Functions are one of the fundamental tools in R programming. It is very easy to create functions in R, if you know the basics.
The syntax for writing functions in R is very straightforward and there is little room for errors. If you know some of the most common functions in R like the apply family, you can create and customize a lot of functions.
In the first part of this function , we tell R that this is going to be a function be writing “function”. Then we add the arguments to the function viz., “x” and “y” within parentheses. Next, within the curly brackets we write the actual mechanics of the function. In this case we want to add x and y together. Let’s see how this function works.
x <- 2
y <- 4
functiona(x,y)
[1] 6
Above we showed a very simple example of a function in R. But you can do so much more with these functions. For example, if you have a template for ggplot, you can encase it within a function and then just change the name of the variables to get fresh outputs, without the need for copying and pasting.
Rows: 32
Columns: 11
$ mpg <dbl> 21.0, 21.0, 22.8, 21.4, 18.7, 18.1, 14.3, 24.4, 22.8, 1…
$ cyl <dbl> 6, 6, 4, 6, 8, 6, 8, 4, 4, 6, 6, 8, 8, 8, 8, 8, 8, 4, 4…
$ disp <dbl> 160.0, 160.0, 108.0, 258.0, 360.0, 225.0, 360.0, 146.7,…
$ hp <dbl> 110, 110, 93, 110, 175, 105, 245, 62, 95, 123, 123, 180…
$ drat <dbl> 3.90, 3.90, 3.85, 3.08, 3.15, 2.76, 3.21, 3.69, 3.92, 3…
$ wt <dbl> 2.620, 2.875, 2.320, 3.215, 3.440, 3.460, 3.570, 3.190,…
$ qsec <dbl> 16.46, 17.02, 18.61, 19.44, 17.02, 20.22, 15.84, 20.00,…
$ vs <dbl> 0, 0, 1, 1, 0, 1, 0, 1, 1, 1, 1, 0, 0, 0, 0, 0, 0, 1, 1…
$ am <dbl> 1, 1, 1, 0, 0, 0, 0, 0, 0, 0, 0, 0, 0, 0, 0, 0, 0, 1, 1…
$ gear <dbl> 4, 4, 4, 3, 3, 3, 3, 4, 4, 4, 4, 3, 3, 3, 3, 3, 3, 4, 4…
$ carb <dbl> 4, 4, 1, 1, 2, 1, 4, 2, 2, 4, 4, 3, 3, 3, 4, 4, 4, 1, 2…

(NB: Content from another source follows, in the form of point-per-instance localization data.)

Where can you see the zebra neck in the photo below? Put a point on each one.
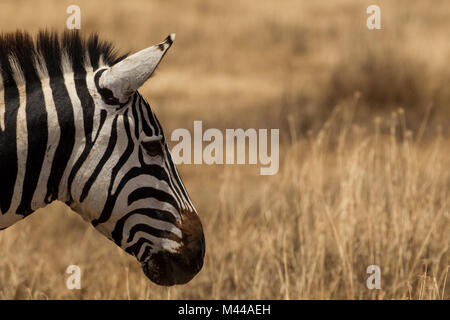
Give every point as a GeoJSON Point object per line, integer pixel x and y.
{"type": "Point", "coordinates": [37, 140]}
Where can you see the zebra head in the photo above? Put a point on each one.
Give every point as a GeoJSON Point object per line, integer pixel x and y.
{"type": "Point", "coordinates": [128, 186]}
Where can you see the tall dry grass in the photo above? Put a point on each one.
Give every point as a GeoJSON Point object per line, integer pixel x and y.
{"type": "Point", "coordinates": [343, 200]}
{"type": "Point", "coordinates": [352, 191]}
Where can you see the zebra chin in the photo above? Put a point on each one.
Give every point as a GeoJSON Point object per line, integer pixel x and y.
{"type": "Point", "coordinates": [168, 268]}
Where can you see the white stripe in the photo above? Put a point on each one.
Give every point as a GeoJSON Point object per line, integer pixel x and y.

## Suppose you create a graph for cylinder count and mpg of cars using this data set
mtcars |>
ggplot(aes(x = disp, y = mpg)) +
geom_point(aes(color = wt, size = wt)) +
facet_wrap(~ cyl)+
theme(legend.position = "NULL")

Now that we have created this graph suppose we want to plot the relationship between horsepower and mpg in a similar fashion. One option is to write the samy syntax once more and then change the y value to “hp”. Or you can write a function to automate the process.

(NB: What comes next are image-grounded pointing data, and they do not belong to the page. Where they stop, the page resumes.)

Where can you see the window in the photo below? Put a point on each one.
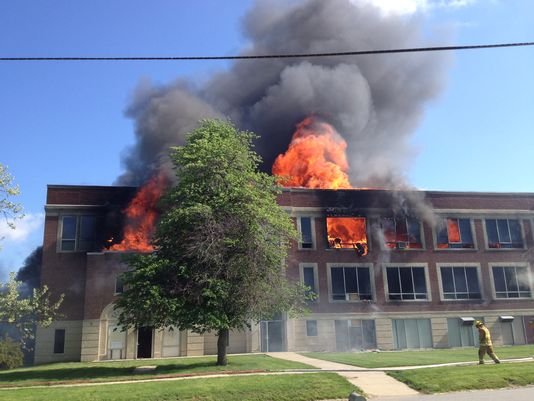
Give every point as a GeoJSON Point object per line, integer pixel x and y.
{"type": "Point", "coordinates": [412, 333]}
{"type": "Point", "coordinates": [59, 341]}
{"type": "Point", "coordinates": [306, 233]}
{"type": "Point", "coordinates": [406, 283]}
{"type": "Point", "coordinates": [454, 233]}
{"type": "Point", "coordinates": [351, 283]}
{"type": "Point", "coordinates": [511, 282]}
{"type": "Point", "coordinates": [78, 233]}
{"type": "Point", "coordinates": [347, 232]}
{"type": "Point", "coordinates": [460, 282]}
{"type": "Point", "coordinates": [402, 233]}
{"type": "Point", "coordinates": [119, 285]}
{"type": "Point", "coordinates": [504, 233]}
{"type": "Point", "coordinates": [311, 328]}
{"type": "Point", "coordinates": [308, 276]}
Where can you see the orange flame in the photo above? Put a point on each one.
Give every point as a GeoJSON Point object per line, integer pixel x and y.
{"type": "Point", "coordinates": [142, 214]}
{"type": "Point", "coordinates": [347, 232]}
{"type": "Point", "coordinates": [316, 158]}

# So given the information you already have, the function will look like this
graph<- function(independent, dependent){
mtcars |>
ggplot(aes(x = independent, y = dependent)) +
geom_point(aes(color = wt, size = wt)) +
facet_wrap(~ cyl)+
theme(legend.position = "NULL")
}
# lets see if this works
graph(independent = disp,dependent = hp)
# We get an error out of this
Why didn’t this work? The answer lies in tidyeval. You see when you are calling variables within a function they should be within ellipsis or quotation marks. Since our function does not know where to look for the variables disp and mpg, it is not able to compute the function. So now we when we call the variables dependent and independent within the function syntax, we will wrap them in double curly brackets. This will ensure that the variables are treated as variables and the function should work.

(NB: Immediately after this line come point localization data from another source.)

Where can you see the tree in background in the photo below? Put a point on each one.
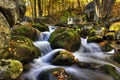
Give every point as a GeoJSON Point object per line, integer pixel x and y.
{"type": "Point", "coordinates": [103, 9]}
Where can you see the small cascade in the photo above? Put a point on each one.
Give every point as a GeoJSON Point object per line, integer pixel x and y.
{"type": "Point", "coordinates": [39, 65]}
{"type": "Point", "coordinates": [43, 46]}
{"type": "Point", "coordinates": [47, 58]}
{"type": "Point", "coordinates": [87, 53]}
{"type": "Point", "coordinates": [44, 36]}
{"type": "Point", "coordinates": [52, 28]}
{"type": "Point", "coordinates": [90, 48]}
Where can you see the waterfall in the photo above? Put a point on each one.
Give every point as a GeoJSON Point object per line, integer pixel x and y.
{"type": "Point", "coordinates": [87, 53]}
{"type": "Point", "coordinates": [44, 36]}
{"type": "Point", "coordinates": [43, 46]}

graph<- function(independent, dependent){
mtcars |>
ggplot(aes(x = {{independent}}, y = {{dependent}})) +
geom_point(aes(color = wt, size = wt)) +
facet_wrap(~ cyl)+
theme(legend.position = "NULL")
}
graph(independent = disp,dependent = hp)

So this is what tidyeval is in the simplest terms. If you are writing functions in R where different variables involved, you must wrap them in double curly braces, or your function will not work.
We have seen one way in which writing functions can help you declutter your code. Now lets talk about how we can chain up multi-step data analysis processes using functions. Suppose you have a dirty data set that you want to wrangle regularly and pre-process without having to write the same functions over and over again. For example, whenever I get a new data-set I will typically run “janitor::clean_names” followed by “janitor::remove_empty_rows” and “janitor:: remove_empty_cols” to clean up the mess a little bit.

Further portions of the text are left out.